We had to do this for a link shortening system (to make sure random base64 didn't contain profanity). It was a pretty fun problem. Not just the implementation, but doing the math to make sure it didn't make our shortened links easily enumerable. The implementation wasn't too bad, but we set up logging initially to spit out any random strings it decided to block. I demo'd this in front of the whole company and live tailed the logs and the first one that popped up during the demo was a big ole F bomb. It made for an excellent demo.
Fascinating! I guess an easy solution is to inject non alpha characters into any generated string. I imagine a constraint was that you wanted them to be easy to type?
SMS is the biggest constraint. Unicode characters trigger lower segment char limits (effectively doubling the cost of a 71 char text message). And also it's important that the links can be clicked on a smartphone. So url-safe base64 (some shorteners use base62).
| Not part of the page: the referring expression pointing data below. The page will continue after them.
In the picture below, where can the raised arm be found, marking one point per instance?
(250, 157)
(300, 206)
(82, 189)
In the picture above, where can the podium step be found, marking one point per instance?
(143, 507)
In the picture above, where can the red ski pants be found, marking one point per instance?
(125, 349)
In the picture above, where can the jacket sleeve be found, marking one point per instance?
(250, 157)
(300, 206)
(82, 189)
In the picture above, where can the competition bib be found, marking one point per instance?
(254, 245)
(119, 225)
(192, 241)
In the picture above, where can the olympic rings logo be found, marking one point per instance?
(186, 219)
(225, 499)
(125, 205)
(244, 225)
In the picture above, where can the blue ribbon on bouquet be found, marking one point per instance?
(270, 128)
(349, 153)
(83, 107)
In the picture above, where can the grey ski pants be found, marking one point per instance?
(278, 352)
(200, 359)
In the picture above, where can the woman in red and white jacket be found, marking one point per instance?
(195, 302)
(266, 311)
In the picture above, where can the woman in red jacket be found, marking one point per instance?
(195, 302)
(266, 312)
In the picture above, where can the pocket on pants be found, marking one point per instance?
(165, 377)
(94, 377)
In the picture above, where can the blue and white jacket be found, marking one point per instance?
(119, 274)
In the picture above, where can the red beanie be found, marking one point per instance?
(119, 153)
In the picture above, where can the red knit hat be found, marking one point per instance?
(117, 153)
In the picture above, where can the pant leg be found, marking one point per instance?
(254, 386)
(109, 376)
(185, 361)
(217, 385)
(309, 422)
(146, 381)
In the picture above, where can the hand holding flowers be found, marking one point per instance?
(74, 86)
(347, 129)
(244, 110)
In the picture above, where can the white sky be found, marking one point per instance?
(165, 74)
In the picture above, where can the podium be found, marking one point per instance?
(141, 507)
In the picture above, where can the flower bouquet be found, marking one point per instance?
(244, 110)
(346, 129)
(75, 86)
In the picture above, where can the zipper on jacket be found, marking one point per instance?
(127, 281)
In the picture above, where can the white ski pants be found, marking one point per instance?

And numbers can be N4u6hty too, so you gotta catch those cases.
Goodness the scope of the problem just exploded in my mind after this explanation.
The hardest problem with the implementation was that with a long list you can't just search for a few dozen inappropriate words (like the Twitch implementation). It would be very expensive to do hundreds or even thousands of checks against every inappropriate word.
The solution we came to was to truncate all the inappropriate words to either 3 or 4 letters and store them in a big set. We then take our generated strings, which are usually 11 characters, and break them up into all possible substrings of lengths 3 and 4. For example, 1a2b3c4d5e6 would be broken down into 1a2 a2b 2b3 b3c 3c4 c4d 4d5 5e6 1a2b a2b3 2b3c b3c4 3c4d c4d5 4d5e d5e6. An 11 character string would always have 16 such substrings. We then check all 16 against the banned set. 16 lookups into a set is pretty cheap and as we have expanded the word set over time (e.g. add a new language) our performance hasn't changed.
One drawback to our approach is that we do have false positives but we did the math and our space was still large enough, the cost of generating a new one was pretty low, and customers never see it so it's just not a big deal to throw out false positives.